Indiana restaurant raises $160,000 after supporting ‘religious freedom’ law

Supporters of an Indiana pizza restaurant that was thrust into the national spotlight after one of its owners said she wouldn’t cater a gay wedding have raised more than $160,000.

Donations for Memories Pizza in Walkerton, Indiana, have poured in to the website gofundme.com on April 2 to help “relieve the financial loss endured by the proprietors’ stand for faith.” The site had collected 5,777 donations totaling $163,621 as of 1:15 p.m. Thursday in New York.

Memories Pizza has been criticized since one of its owners, Crystal O’Connor, told a local television station the restaurant wouldn’t cater a gay wedding because of the proprietors’ Christian faith.
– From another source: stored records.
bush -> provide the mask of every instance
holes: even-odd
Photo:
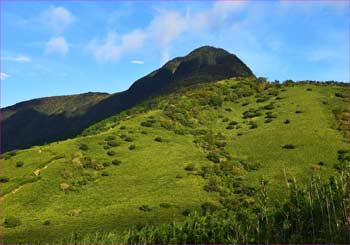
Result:
[[[108,166],[111,166],[111,163],[110,162],[104,162],[102,165],[103,165],[103,167],[108,167]]]
[[[3,222],[3,225],[6,228],[13,228],[13,227],[19,226],[21,224],[22,224],[21,220],[17,217],[14,217],[14,216],[6,217],[4,219],[4,222]]]
[[[226,127],[226,129],[234,129],[235,128],[235,126],[233,126],[233,125],[228,125],[227,127]]]
[[[9,182],[10,179],[6,176],[0,176],[0,183],[6,183]]]
[[[230,119],[227,118],[227,117],[225,117],[224,119],[222,119],[222,122],[228,122],[228,121],[230,121]]]
[[[287,120],[284,121],[284,124],[289,124],[289,123],[290,123],[290,120],[289,120],[289,119],[287,119]]]
[[[114,156],[115,154],[117,154],[115,151],[107,151],[108,156]]]
[[[161,207],[161,208],[171,208],[171,204],[170,203],[160,203],[159,204],[159,207]]]
[[[43,225],[51,225],[51,221],[50,220],[45,220]]]
[[[147,131],[141,131],[141,134],[148,134]]]
[[[259,110],[250,109],[248,111],[243,112],[242,118],[247,119],[247,118],[253,118],[258,116],[261,116],[261,112]]]
[[[139,210],[144,211],[144,212],[150,212],[150,211],[152,211],[152,208],[148,205],[142,205],[141,207],[139,207]]]
[[[147,128],[152,127],[152,123],[150,123],[150,122],[148,122],[148,121],[146,121],[146,122],[141,122],[140,125],[141,125],[142,127],[147,127]]]
[[[110,146],[110,147],[116,147],[116,146],[119,146],[120,144],[115,141],[115,140],[111,140],[111,141],[108,141],[107,144]]]
[[[119,129],[124,130],[124,129],[126,129],[126,126],[120,126]]]
[[[122,163],[122,162],[121,162],[120,160],[117,160],[117,159],[115,159],[115,160],[112,161],[112,164],[115,165],[115,166],[118,166],[118,165],[120,165],[121,163]]]
[[[89,147],[87,144],[82,143],[79,145],[79,149],[82,151],[87,151],[87,150],[89,150]]]
[[[135,150],[135,149],[136,149],[136,145],[130,145],[130,146],[129,146],[129,150],[132,151],[132,150]]]
[[[215,95],[209,99],[208,104],[211,106],[222,106],[223,102],[224,100],[221,96]]]
[[[228,125],[235,126],[235,125],[237,125],[237,124],[238,124],[238,122],[236,122],[236,121],[231,121]]]
[[[208,184],[204,186],[204,190],[207,192],[218,192],[220,191],[219,181],[216,177],[209,179]]]
[[[190,214],[191,214],[191,210],[188,208],[186,208],[186,209],[184,209],[184,211],[182,211],[183,216],[189,216]]]
[[[102,172],[101,176],[103,176],[103,177],[109,176],[109,173],[108,172]]]
[[[111,147],[109,145],[104,145],[103,149],[108,150],[108,149],[111,149]]]
[[[277,118],[276,114],[273,114],[271,111],[266,112],[265,118]]]
[[[217,153],[214,153],[214,152],[210,152],[208,155],[207,155],[207,159],[209,161],[212,161],[214,163],[219,163],[220,162],[220,155],[217,154]]]
[[[339,92],[335,93],[334,95],[335,95],[336,97],[339,97],[339,98],[346,98],[346,96],[345,96],[344,94],[339,93]]]
[[[186,171],[193,171],[194,170],[194,165],[193,164],[189,164],[185,167]]]
[[[286,144],[283,146],[284,149],[295,149],[295,146],[292,144]]]
[[[307,88],[306,91],[312,91],[312,88]]]
[[[105,138],[105,141],[111,141],[111,140],[115,140],[115,136],[114,135],[109,135]]]
[[[17,168],[23,167],[23,165],[24,165],[24,162],[22,162],[22,161],[16,162],[16,167]]]
[[[163,142],[163,139],[162,139],[161,137],[156,137],[156,138],[154,139],[154,141],[156,141],[156,142]]]
[[[301,110],[296,110],[295,111],[296,114],[300,114],[300,113],[303,113]]]
[[[254,129],[254,128],[257,128],[258,127],[258,124],[256,124],[255,122],[251,123],[250,124],[250,129]]]
[[[272,118],[267,118],[267,119],[264,121],[264,123],[270,123],[270,122],[272,122]]]
[[[225,108],[225,111],[231,112],[232,109],[231,108]]]
[[[325,163],[324,163],[324,162],[322,162],[322,161],[319,161],[319,162],[318,162],[318,165],[319,165],[319,166],[324,166],[324,165],[325,165]]]
[[[133,141],[133,139],[130,138],[129,136],[126,136],[124,140],[125,140],[126,142],[132,142],[132,141]]]
[[[270,103],[270,104],[264,106],[264,109],[265,109],[265,110],[272,110],[272,109],[274,109],[274,108],[275,108],[275,107],[274,107],[273,103]]]

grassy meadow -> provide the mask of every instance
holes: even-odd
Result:
[[[223,210],[233,216],[254,210],[265,191],[265,205],[289,200],[291,180],[306,188],[317,177],[321,186],[344,170],[349,92],[341,84],[255,78],[194,85],[79,137],[3,154],[4,242],[57,243],[96,232],[116,237],[105,243],[120,242],[130,229],[147,237],[150,226],[179,232],[182,222],[205,224],[204,207],[218,210],[210,216],[215,220],[225,220]],[[170,227],[174,221],[181,227]],[[191,242],[130,237],[130,243]]]

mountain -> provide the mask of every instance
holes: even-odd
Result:
[[[3,243],[347,244],[349,89],[198,83],[7,152]]]
[[[95,122],[183,87],[250,76],[252,71],[237,56],[204,46],[169,61],[121,93],[42,98],[2,109],[2,151],[73,137]]]

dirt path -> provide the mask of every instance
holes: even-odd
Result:
[[[52,164],[53,162],[55,162],[56,160],[59,160],[59,159],[54,159],[54,160],[52,160],[51,162],[47,163],[44,167],[35,169],[35,170],[33,171],[33,174],[34,174],[35,176],[39,176],[42,170],[47,169],[48,166],[49,166],[50,164]],[[21,190],[26,184],[29,184],[29,183],[22,184],[22,185],[18,186],[16,189],[12,190],[11,192],[6,193],[5,195],[1,196],[1,197],[0,197],[0,202],[1,202],[5,197],[7,197],[8,195],[10,195],[10,194],[15,194],[16,192],[18,192],[19,190]]]

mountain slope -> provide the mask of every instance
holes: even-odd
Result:
[[[347,94],[344,85],[253,78],[197,84],[105,119],[85,136],[8,152],[2,213],[15,225],[3,223],[5,242],[120,234],[181,221],[208,202],[254,208],[261,177],[271,200],[282,200],[286,178],[327,179],[349,158],[338,130]]]
[[[36,104],[48,104],[45,102],[47,99],[4,108],[2,150],[6,152],[73,137],[95,122],[162,93],[196,83],[247,76],[253,76],[253,73],[235,55],[223,49],[204,46],[185,57],[169,61],[137,80],[127,91],[100,96],[94,103],[75,104],[77,111],[74,113],[66,108],[65,97],[57,99],[53,105],[56,108],[52,106],[45,113]]]

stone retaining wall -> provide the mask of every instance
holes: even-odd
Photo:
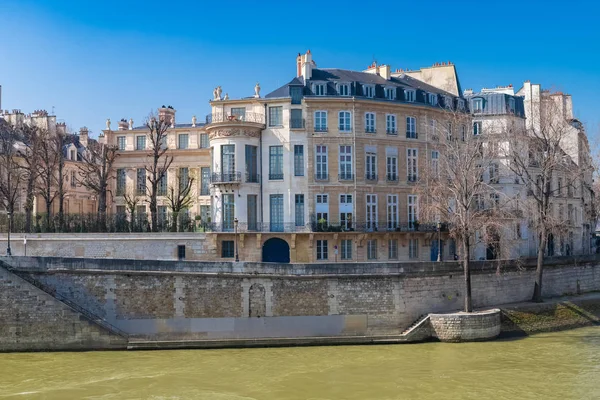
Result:
[[[429,314],[432,335],[442,342],[490,340],[500,334],[500,310]]]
The comment came in the context of a debate over Indiana’s recently enacted religious-freedom law.

“If a gay couple was to come and they wanted us to bring pizzas to their wedding, we’d have to say ‘no,'” Crystal O’Connor told ABC 57 in South Bend.

The O’Connors have said they wouldn’t refuse to serve gay customers at the restaurant in a town of about 3,000 located roughly 140 miles north of Indianapolis. Kevin O’Connor told TMZ.com that the backlash, including threatening phone calls, had forced the restaurant to close temporarily.